If you are in the market to buy a new furnace, boiler, or heat pump, you need to know the differences so you make the right decision for your home and needs.
What is a Furnace?
A furnace is an enclosed heating unit that heats air by transferring heat in a metal combustion chamber to the air and circulating it throughout heating ducts in the house. Furnaces can run on electricity, natural gas, propane or fuel oil.
What is a Boiler?
A boiler is a heating system that consists of a sealed chamber that converts water to steam or heats water for circulation in a hydronic heating system. If you have radiators distributed throughout your home you have a boiler. (Although some boilers distribute heat through baseboard heaters or even radiant pipes embedded in your floors!)
What Is a Heat Pump?
A heat pump is an electric air conditioning and heating system that captures existing outdoor heat and transfers the heat into the home. Like a warm-air furnace a heat pump distributes heat through the air ducts in your home.

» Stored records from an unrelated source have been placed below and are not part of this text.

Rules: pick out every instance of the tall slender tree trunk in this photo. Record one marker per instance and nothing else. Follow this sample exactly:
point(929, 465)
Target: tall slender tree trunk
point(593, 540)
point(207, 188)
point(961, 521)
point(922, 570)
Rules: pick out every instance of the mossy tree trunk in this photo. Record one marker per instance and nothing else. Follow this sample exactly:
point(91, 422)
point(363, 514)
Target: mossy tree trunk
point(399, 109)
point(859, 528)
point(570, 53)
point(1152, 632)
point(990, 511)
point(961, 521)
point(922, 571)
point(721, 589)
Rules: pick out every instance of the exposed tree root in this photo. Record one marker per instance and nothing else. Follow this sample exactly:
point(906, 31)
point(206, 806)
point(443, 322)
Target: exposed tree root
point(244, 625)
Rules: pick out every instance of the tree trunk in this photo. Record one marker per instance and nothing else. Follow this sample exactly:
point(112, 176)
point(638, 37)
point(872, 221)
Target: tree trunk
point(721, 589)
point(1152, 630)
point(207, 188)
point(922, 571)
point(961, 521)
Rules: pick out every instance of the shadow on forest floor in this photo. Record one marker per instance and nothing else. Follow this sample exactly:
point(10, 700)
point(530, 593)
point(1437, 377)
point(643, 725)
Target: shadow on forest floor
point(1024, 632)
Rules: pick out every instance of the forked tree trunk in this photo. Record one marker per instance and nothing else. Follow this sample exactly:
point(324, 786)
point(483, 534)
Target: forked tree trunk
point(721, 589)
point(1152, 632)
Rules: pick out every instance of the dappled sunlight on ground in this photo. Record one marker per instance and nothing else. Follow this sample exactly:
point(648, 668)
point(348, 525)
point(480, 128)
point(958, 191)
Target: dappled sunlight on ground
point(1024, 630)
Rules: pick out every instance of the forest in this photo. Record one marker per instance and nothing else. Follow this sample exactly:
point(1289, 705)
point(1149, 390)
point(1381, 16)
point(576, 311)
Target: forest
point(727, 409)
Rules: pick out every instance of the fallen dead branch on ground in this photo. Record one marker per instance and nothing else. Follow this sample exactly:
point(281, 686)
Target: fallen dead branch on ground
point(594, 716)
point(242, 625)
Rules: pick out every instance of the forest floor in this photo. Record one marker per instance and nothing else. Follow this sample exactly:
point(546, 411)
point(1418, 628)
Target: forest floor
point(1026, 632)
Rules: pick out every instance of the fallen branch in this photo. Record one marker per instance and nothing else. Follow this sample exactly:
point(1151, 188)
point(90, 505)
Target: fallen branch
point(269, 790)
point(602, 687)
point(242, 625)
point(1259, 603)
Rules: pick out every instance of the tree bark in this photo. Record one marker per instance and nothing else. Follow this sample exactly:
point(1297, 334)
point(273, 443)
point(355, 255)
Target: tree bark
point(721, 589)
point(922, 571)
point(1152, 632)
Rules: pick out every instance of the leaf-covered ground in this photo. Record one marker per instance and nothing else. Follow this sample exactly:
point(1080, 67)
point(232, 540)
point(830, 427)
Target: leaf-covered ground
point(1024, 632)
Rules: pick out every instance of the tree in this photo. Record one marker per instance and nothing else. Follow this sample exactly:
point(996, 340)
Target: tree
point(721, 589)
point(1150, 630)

Your Current Heating System: What You Need to Know
Before purchasing a new heating system, you need to know what type of heating system you currently have. (If you have a boiler and your want to install a warm-air furnace you would need to go through the expensive process of installing new ductwork!) Three things to consider when purchasing a new or upgrading your heating system:
Choosing an appropriately sized system;
Selecting an energy efficient heating system;
Buying the most cost-effective heating solution for your home
Got a Furnace?
If you're looking to replace your furnace the following article offers more detail on buying a furnace.
Got a Boiler?
If you need to replace your boiler, it’s best to replace it with another boiler. Because there are oil-filled boilers and electric boilers, it is vital that you consider the size of your home and your family’s needs. This article offers more information on buying a boiler.
Got a Heat Pump?
The main determining factor in choosing a heat pump is climate. A heat pump is not the best choice in areas that get extremely cold, since it requires transferring cold air from outside the home and warming it up for distribution inside the home—the colder the air outside of the home, the harder the heat pump would have to work to warm up the inside of the home, making this an inefficient heating system for colder climates.